Bd. 5: Der österreichisch-ungarische
Krieg
Kapitel 3: Der Krieg 1914 gegen
Rußland (Forts.)
Feldmarschalleutnant Josef Metzger
4. Der Feldzug von Krakau und
Lodz.
Der Rückzug der verbündeten Heere wurde diesmal mit einer
großen Neugruppierung verbunden, die sich mit bemerkenswerter
Schnelligkeit vollzog. Der Großteil der deutschen 9. Armee, verstärkt
durch Truppen aus Ostpreußen, durch
österreichisch-ungarische Kavallerie und durch deutsche Kavallerie aus
dem Westen, wurde - zumeist im Bahntransport - nach
Thorn - Hohensalza - [46] Wreschen gebracht, um
in der Richtung Lodz - Lowicz gegen die Nordflanke der
vorrückenden russischen Massen zu stoßen.
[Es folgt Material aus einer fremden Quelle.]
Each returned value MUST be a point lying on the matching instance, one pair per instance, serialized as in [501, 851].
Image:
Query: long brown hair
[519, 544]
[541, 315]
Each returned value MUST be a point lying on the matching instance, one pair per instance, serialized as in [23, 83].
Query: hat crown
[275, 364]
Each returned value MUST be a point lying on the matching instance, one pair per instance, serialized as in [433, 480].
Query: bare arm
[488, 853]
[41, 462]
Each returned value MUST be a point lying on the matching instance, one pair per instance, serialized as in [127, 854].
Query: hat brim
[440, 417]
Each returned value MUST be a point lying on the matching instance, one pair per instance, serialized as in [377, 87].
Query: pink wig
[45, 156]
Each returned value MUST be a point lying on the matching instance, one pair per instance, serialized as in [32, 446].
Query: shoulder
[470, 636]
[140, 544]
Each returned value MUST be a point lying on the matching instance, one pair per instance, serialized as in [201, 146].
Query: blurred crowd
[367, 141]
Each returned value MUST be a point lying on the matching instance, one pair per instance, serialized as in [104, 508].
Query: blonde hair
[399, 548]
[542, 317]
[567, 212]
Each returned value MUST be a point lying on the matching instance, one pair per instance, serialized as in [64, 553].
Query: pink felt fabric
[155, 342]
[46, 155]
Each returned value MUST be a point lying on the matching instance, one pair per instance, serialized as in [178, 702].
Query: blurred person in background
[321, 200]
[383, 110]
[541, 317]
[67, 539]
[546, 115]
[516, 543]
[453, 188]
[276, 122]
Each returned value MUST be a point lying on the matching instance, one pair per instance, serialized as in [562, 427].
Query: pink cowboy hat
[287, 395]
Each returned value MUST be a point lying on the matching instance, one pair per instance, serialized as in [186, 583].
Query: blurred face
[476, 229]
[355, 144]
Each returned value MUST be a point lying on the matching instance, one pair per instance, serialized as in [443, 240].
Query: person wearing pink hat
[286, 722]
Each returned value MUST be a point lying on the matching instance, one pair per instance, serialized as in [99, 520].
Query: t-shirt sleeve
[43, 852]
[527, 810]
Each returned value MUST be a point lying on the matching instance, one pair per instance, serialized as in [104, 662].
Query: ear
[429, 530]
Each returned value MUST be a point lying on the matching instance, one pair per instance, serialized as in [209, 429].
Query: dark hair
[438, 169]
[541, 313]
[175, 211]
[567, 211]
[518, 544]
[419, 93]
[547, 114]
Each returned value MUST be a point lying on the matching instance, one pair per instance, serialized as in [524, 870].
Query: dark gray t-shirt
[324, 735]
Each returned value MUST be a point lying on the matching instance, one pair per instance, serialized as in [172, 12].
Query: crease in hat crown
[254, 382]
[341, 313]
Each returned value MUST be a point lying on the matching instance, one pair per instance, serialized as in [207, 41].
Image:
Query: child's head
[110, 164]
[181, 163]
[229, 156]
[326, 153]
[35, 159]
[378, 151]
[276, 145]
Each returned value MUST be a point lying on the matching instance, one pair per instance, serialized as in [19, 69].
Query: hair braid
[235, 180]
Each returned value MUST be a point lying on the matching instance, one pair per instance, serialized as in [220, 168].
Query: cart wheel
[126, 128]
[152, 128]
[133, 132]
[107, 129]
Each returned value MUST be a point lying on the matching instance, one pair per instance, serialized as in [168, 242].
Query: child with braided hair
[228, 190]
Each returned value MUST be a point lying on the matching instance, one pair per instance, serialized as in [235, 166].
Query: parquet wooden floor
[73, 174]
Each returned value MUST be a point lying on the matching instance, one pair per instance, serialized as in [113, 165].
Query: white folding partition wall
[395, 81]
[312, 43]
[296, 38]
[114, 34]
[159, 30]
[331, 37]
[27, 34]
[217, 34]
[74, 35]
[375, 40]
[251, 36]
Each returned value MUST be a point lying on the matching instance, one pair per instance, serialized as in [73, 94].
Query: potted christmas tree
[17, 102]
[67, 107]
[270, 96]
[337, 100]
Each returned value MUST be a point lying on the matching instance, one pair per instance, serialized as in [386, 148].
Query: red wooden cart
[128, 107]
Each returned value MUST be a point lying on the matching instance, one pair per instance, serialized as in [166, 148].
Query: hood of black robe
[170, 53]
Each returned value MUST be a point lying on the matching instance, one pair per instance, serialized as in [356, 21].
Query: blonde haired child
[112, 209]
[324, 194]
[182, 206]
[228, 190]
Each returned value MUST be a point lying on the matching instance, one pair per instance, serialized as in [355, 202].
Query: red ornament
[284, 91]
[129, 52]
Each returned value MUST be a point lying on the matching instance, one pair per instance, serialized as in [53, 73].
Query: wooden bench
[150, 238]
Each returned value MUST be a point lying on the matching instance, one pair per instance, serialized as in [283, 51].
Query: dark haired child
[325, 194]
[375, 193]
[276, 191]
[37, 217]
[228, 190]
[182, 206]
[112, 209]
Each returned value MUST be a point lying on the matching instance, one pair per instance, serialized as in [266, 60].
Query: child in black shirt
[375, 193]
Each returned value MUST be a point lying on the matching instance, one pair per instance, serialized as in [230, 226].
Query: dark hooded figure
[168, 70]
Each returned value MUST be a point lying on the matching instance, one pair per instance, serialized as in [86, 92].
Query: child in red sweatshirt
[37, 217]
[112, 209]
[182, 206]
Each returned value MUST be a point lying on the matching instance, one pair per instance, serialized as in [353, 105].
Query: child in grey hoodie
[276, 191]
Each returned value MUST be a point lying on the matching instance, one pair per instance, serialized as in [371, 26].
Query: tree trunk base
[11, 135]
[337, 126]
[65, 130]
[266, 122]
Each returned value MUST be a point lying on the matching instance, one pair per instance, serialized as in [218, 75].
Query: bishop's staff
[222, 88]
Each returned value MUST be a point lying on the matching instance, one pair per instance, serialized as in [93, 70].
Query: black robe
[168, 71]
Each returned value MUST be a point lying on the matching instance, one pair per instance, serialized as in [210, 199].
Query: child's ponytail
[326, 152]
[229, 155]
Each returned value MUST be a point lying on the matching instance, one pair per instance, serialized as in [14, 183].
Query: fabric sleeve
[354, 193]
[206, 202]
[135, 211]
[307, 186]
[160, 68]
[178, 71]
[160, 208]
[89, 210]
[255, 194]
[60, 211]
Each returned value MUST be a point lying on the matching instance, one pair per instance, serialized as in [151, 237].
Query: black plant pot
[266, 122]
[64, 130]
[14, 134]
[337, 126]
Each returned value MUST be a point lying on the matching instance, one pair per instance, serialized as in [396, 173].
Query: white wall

Unter Führung des Generals der Kavallerie v. Mackensen begann diese neue Operation der
deutschen 9. Armee schon am 11. November.6
Vor der Mitte der russischen Dampfwalze blieben zunächst nur schwache
deutsche Kavallerie- und Landsturmformationen; in diese Lücke trat nun
die österreichisch-ungarische 2. Armee. Bei Belassung des VII. Korps in
den Karpathen wurde sie mit Bahn nach Preußisch-Schlesien geführt,
nordöstlich von Oppeln ausgeladen und unverzüglich auf russisches
Gebiet gegen Noworadomsk in Bewegung gesetzt. Zwischen Czenstochau und
Krakau richteten sich die deutsche Armeeabteilung Woyrsch und die Armee Dankl zur Abwehr ein. Die 4. Armee wurde bis Krakau zurückgezogen und
ging aufs nördliche Weichselufer über, um aus dem Gürtel der
Festung zum Angriff gegen die Südflanke der russischen Masse
vorzubrechen, auf deren Nordflanke die deutsche 9. Armee losging.
In Westgalizien, zwischen der Weichsel und den Karpathen blieb nur ein Korps,
das XI. Feldzeugmeister Ljubičić nebst starker Kavallerie, um nach
Maßgabe des feindlichen Druckes in den Raum südlich Krakau
auszuweichen.
Die 3. Armee Boroević ging in die Karpathen von der Duklasenke bis
Lupkow zurück, um die Eingänge nach Ungarn zu verteidigen und
gleichfalls zum Flankenstoß gegen Norden bereit zu sein. Zu ihr trat das
zurückgebliebene VII. Korps der 2. Armee. Die Verteidigungsgruppen in
den östlichen Waldkarpathen traten unter Befehl des Generals der
Kavallerie Freiherr v. Pflanzer-Baltin.
So wurden zum Schutze des Heimatgebietes gegen mehr als 30 russische
Divisionen außer der Besatzung von Przemysl nur 11 Infanteriedivisionen
mit Kavallerie und Landsturmtruppen belassen, während drei Armeen mit
26 Infanteriedivisionen und 5 Kavalleriedivisionen zur Bekämpfung der
feindlichen Massen bereit standen, die Preußisch-Schlesien zu
überfluten drohten. Die treue Hilfsbereitschaft, die
Österreich-Ungarns Wehrmacht dem Kampfgenossen hier in schwerster
Bedrängnis erwiesen hat, ist ihr später reichlich vergolten worden.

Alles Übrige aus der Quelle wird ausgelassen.